2. Leggende e racconti popolari vengono citati in particolar modo in due punti del libro: in un ricordo del protagonista che quando aveva quattordici anni lesse la storia di uno scrittore cileno, Francisco Koloane, e la leggenda della nave fantasma Kakafuego che Nilssen gli racconta durante la navigazione. Nel primo caso lo scrittore, che prima di dedicarsi a scrivere aveva molto navigato, racconta di aver visto nelle acque della baia Desolata un relitto galleggiante con aggrappato il cadavere di un indio ucciso accidentalmente dal freddo mentre cacciava foche. Quell’immagine, commenta lo scrittore, è il simbolo di tutti gli Indios sterminati dai profanatori di quelle terre: sembrava far segno di allontanarsene, di non turbarne la pace. L’autore vuole trasmettere la propria impressione sul tema dell’eccidio degli Indios attraverso un’immagine, fornendo una testimonianza molto diretta in quanto vive e naviga in quelle terre e quindi vicino alla realtà che sta raccontando.  Utilizzando un’immagine può rendere più chiaro il suo messaggio di denuncia nei confronti dell’opera dei bianchi in quelle terre.

Nel secondo caso Nilssen racconta una leggenda riguardo a dei pirati e ad una nave fantasma, il Kakafuego. La leggenda racconta le vicende di questa nave carica d’oro e d’argento e dei suoi pirati disposti a tutto per quelle ricchezze, anche a disobbedire agli ordini del capitano e a resistere per giorni ad un assedio da parte di navi spagnole che li cercavano da tempo. Alla fine riescono a fuggire dagli assedianti, forse a causa della nebbia, e da quel momento la nave non fu più vista. Tuttavia molti Indios raccontano in varie leggende di aver scorto una nave che trasporta un carico pesante o uomini che ne svuotano le stive nelle isole, per poi ritrovarle piene al ritorno. L’autore pone l’accento, dopo aver raccontato la leggenda, sul gran numero di navi fantasma di cui si parla nei racconti popolari riguardo al mare. Ciò dimostra la complessità dello stesso, la vita incerta che si trascorre sulle sue onde, i pericoli che si corrono. Infatti il Kakafuego è insidiato nel suo percorso anche da tempeste e venti. La leggenda riassume alcune caratteristiche dei popoli che l’hanno composta, i loro timori, le loro convinzioni e i valori in cui credono: emerge che percepiscono il mare imprevedibile, che l’eccesso d’oro rende disposti a tutto, anche all’ammutinamento, e che la codardia viene punita molto duramente e quindi il coraggio è un valore molto importante.

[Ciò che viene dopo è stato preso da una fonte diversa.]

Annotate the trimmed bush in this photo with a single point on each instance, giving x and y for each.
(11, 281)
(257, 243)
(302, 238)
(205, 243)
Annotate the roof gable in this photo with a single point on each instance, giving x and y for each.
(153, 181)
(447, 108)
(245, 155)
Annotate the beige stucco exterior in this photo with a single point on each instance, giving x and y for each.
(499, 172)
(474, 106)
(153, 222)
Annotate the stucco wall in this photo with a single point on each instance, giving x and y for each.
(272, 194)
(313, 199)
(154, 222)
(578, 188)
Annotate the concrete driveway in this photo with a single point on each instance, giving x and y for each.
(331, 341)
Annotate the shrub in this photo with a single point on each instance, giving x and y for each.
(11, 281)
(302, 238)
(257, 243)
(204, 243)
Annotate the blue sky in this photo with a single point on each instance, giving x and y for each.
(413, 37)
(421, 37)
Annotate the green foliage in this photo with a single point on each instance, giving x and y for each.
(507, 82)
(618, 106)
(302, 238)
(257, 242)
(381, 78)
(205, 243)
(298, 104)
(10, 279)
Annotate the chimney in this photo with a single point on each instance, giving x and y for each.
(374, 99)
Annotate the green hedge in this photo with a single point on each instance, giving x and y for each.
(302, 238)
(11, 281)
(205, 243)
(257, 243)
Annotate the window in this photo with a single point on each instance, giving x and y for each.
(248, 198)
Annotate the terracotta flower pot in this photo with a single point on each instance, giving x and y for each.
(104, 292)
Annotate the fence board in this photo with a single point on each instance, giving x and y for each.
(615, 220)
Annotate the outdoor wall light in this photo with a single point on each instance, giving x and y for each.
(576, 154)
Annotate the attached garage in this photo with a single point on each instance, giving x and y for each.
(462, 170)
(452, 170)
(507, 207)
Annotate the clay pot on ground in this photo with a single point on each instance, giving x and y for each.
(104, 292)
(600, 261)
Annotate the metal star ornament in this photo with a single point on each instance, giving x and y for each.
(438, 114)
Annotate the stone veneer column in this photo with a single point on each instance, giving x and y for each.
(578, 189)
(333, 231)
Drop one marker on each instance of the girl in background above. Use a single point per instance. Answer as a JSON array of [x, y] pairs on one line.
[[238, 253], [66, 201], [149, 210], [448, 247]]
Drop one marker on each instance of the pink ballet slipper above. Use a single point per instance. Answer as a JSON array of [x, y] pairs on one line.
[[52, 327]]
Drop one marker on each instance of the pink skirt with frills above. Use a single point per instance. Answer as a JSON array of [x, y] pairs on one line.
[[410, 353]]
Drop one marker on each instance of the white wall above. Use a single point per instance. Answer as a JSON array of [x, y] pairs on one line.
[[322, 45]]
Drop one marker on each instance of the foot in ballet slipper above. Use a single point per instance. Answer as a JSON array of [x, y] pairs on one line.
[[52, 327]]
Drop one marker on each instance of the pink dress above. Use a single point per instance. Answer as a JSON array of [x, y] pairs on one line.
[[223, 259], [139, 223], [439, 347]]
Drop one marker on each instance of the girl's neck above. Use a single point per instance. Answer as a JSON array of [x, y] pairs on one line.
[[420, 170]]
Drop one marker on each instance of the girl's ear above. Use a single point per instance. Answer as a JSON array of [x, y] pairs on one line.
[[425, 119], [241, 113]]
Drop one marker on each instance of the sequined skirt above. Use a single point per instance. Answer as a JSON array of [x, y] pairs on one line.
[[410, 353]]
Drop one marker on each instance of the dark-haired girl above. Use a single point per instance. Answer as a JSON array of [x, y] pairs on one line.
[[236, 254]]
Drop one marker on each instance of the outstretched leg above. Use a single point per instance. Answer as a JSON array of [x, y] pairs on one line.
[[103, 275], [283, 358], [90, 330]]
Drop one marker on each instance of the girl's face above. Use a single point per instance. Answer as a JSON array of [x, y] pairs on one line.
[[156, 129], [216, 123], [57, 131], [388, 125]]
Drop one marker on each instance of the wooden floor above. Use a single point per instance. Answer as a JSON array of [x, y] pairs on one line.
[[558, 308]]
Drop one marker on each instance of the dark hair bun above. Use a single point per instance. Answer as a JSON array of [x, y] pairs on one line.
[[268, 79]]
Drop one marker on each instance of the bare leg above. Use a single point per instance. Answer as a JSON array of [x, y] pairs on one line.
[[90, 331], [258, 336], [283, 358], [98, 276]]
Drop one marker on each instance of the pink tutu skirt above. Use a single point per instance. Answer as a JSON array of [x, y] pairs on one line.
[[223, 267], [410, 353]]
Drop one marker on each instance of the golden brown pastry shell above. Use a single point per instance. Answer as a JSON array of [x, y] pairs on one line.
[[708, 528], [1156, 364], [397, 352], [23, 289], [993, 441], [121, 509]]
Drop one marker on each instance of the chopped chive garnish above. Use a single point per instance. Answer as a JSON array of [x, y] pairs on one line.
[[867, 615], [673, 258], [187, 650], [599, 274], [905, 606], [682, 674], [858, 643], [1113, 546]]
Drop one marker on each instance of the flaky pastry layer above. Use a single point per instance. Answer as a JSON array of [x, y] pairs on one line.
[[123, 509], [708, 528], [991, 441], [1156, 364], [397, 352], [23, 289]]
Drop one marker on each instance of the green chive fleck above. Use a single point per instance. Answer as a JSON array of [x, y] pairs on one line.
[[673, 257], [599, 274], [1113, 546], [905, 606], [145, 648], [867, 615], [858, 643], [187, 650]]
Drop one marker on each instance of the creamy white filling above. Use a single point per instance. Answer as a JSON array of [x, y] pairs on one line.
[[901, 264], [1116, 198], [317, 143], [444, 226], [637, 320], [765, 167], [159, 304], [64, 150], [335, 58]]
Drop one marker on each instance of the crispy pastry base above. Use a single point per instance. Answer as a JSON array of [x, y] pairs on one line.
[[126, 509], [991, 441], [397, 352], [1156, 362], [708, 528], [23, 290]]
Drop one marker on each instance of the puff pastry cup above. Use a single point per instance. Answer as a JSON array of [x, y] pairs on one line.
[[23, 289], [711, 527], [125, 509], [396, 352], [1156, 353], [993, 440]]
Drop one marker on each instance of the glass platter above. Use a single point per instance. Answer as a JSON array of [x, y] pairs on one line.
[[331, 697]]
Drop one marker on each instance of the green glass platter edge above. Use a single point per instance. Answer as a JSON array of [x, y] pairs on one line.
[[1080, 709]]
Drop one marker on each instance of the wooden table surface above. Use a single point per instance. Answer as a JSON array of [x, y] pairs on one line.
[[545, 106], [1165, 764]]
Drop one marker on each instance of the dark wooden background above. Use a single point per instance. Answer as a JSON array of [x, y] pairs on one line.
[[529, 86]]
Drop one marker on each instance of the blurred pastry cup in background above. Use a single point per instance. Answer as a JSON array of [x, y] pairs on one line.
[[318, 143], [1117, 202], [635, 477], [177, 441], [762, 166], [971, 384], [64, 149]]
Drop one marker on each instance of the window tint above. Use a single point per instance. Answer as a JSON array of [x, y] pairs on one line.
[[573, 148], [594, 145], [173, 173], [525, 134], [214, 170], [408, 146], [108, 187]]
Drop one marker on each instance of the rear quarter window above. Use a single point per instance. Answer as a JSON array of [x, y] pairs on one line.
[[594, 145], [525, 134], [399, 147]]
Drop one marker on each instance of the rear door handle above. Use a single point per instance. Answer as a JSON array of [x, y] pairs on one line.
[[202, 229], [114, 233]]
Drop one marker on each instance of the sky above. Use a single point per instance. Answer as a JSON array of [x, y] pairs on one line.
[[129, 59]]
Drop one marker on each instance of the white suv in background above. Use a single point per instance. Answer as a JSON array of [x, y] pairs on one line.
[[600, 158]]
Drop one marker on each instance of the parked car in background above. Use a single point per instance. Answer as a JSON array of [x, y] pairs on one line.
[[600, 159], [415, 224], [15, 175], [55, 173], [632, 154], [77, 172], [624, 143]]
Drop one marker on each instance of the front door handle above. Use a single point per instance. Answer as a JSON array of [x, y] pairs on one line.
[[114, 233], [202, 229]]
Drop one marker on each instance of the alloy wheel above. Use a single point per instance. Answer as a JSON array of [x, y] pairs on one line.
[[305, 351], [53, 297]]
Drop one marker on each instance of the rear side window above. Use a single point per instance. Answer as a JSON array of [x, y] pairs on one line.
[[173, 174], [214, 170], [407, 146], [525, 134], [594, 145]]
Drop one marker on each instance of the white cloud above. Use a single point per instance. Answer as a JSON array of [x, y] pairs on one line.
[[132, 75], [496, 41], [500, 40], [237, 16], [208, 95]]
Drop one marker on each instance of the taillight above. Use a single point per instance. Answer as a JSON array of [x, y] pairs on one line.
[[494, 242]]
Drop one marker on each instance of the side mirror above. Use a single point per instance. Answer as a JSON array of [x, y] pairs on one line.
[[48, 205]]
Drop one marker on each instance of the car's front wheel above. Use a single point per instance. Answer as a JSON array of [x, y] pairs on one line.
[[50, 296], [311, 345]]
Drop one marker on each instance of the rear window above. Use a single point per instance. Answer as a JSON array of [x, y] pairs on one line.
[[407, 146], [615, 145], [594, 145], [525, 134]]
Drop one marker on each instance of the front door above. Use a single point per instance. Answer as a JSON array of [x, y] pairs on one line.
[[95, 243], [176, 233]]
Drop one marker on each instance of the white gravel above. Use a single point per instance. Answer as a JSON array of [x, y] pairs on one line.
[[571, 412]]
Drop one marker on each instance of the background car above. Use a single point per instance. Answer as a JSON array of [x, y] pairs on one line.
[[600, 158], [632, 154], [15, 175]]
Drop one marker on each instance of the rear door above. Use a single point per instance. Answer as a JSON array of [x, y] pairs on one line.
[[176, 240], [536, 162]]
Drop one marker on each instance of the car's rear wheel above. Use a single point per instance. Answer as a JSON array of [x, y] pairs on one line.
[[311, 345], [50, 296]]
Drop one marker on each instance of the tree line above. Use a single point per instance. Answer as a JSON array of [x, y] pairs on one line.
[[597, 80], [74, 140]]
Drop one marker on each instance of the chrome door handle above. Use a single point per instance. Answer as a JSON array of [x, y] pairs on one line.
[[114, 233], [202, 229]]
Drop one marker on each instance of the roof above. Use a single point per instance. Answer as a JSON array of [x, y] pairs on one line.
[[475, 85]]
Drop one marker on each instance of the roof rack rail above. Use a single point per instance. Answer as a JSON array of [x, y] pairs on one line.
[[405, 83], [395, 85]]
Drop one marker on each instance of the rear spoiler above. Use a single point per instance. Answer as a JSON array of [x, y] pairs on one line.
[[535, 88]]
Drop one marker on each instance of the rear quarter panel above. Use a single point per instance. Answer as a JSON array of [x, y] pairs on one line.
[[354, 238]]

Le leggende e i racconti popolari nel libro sono la parola delle persone che vivono nel Sud del mondo ed esprimono il loro pensiero sulla realtà di quei tempi in modo chiaro e diretto. Molte leggende citate sono opera della fantasia degli Indios che, per quanto pochi, conservano le proprie tradizioni e convinzioni e le tramandano con i racconti popolari.